Metrograph Pictures’ Gazer is effectively a neo-noir mystery, one with heavy 1980s and especially 1970s stylistic trappings, with elements of surrealistic horror dancing on the edges. Its unreliable narrator can’t help but recall the likes of Memento, which is probably the most oft-referenced film in Gazer’s own promotional materials, though this influence is blended with that of Lynch and Cronenberg, among others. There are moments that strongly evoke Videodrome, and others that hew closer to gritty, street-level crime thrillers and psychological potboilers, something enhanced by its 16mm cinematography. Unfortunately, despite solid performances and a memorably grimy aesthetic, Gazer doesn’t have quite enough happening in its narrative to keep the balls it’s juggling perpetually aloft, being too long in particular to support its relatively lithe, malnourished frame. It’s trying to coast on its admittedly effective atmosphere just a bit too much, without the supporting structure to undergird it.
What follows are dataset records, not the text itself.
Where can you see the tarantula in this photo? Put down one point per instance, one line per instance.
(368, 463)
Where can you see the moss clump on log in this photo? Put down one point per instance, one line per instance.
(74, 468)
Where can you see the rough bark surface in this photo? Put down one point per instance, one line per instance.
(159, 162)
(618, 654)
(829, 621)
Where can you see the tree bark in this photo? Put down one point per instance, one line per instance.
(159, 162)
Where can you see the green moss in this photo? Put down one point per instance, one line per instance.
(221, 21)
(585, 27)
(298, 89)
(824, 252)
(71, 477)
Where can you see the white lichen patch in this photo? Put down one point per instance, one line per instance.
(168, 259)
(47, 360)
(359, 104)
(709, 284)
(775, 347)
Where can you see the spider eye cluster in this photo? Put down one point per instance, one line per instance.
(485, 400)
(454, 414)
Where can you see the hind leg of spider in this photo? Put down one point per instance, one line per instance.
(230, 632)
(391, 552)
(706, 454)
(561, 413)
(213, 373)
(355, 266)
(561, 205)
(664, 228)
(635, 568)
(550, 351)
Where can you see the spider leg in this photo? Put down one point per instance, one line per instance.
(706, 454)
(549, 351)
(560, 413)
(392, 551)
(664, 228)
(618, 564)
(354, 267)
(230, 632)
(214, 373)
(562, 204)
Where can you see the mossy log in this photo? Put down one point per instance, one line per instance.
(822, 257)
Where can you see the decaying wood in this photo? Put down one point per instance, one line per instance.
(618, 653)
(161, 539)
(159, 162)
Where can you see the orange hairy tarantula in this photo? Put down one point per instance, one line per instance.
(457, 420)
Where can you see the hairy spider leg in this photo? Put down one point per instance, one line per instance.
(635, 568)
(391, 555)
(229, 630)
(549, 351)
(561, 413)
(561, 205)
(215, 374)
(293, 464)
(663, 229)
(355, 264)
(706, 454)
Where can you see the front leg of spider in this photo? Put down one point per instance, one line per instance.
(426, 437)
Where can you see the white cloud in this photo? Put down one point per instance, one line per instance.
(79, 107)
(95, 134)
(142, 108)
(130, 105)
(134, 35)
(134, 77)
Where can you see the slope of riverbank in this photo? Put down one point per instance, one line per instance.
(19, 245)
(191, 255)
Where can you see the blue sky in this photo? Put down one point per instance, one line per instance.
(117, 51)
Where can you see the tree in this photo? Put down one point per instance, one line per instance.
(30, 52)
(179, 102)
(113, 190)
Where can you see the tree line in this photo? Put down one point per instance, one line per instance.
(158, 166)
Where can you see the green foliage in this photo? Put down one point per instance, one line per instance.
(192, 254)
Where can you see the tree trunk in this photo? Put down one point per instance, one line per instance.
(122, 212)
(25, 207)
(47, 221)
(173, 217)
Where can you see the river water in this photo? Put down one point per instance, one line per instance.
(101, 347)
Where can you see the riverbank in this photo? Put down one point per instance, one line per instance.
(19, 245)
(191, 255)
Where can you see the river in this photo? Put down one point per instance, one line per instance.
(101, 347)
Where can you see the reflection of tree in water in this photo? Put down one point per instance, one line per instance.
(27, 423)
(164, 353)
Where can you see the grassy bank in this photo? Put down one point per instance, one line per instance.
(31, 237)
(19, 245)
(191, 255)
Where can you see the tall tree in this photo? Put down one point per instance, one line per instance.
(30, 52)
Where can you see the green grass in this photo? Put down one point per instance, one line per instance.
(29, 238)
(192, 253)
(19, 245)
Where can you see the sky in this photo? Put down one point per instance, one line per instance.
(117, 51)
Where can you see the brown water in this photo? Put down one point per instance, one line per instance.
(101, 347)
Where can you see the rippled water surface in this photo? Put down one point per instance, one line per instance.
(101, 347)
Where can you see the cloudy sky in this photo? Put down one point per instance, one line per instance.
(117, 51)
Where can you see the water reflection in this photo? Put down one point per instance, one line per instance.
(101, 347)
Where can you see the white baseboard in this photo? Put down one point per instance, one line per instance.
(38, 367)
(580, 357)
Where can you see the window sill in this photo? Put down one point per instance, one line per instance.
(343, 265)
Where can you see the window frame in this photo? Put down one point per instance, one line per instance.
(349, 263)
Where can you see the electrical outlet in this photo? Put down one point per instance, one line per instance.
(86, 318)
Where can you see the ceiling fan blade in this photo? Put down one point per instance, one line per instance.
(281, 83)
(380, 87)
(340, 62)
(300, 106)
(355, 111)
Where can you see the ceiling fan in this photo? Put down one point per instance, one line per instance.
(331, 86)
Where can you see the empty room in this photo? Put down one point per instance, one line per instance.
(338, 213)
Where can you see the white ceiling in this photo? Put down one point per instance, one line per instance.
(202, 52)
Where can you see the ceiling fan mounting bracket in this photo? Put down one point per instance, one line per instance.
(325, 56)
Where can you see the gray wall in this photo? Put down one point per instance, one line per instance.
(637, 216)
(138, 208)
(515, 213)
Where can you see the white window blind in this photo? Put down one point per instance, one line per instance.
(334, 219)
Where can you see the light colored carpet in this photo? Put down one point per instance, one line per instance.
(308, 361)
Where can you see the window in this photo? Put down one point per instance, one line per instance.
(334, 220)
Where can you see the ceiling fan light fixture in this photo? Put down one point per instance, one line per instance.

Our protagonist is Frankie (Ariella Mastroianni), a strung-out and addled young mother who is burdened with dyschronometria, a progressive brain condition affecting her ability to remain in the moment and parse the passage of time. Effectively, it means that her own waking mind is always threatening to simply wander away from her, carrying Frankie’s consciousness off into some alien country where she can’t necessarily follow. There are certain triggers, we’re told, that can potentially be more likely to set off one of these episodes, such as repetitive noises, glinting lights, screens, etc. For Frankie, there’s an obvious sense of horror and loss to this inescapable sense of her own brain rebelling against her: She never knows if something is going to drag her off into distraction, and if she’ll suddenly just “wake up” standing in the same place, having been more or less catatonic for hours, with no memory of what has occurred. How she manages to drive a car around without killing herself is a fair question.
To navigate this life, and eliciting those unavoidable Memento comparisons, Frankie makes use of an elaborate array of cassette-taped messages to herself, listening on headphones to her own voice as it instructs her how to stay focused as she completes various tasks. She has tapes specifically for her work shifts at a corner gas station, for commutes, for visiting the grocery store, etc. The tapes provide constant reminders to focus on her surroundings, to process what is happening around her. It’s an imperfect system, and the tapes don’t exactly make her a model employee as they invite her to drink in visual stimulation and imaginary backstories for the people she perceives in the world, but they do at least keep her from dissociating, for the most part. Her days are spent gazing through windows, thinking about the people within, and trying (and failing) to avoid garbled flashbacks to the bloody night when her husband died of a (self-inflicted, or homicidal?) bullet to the head. Her young daughter, meanwhile, lives with her former husband’s mother, held at arm’s length from the deteriorating Frankie, who is effectively being told to go off and die as she sees fit, no longer welcome to be part of her daughter’s life thanks to the risks of her condition.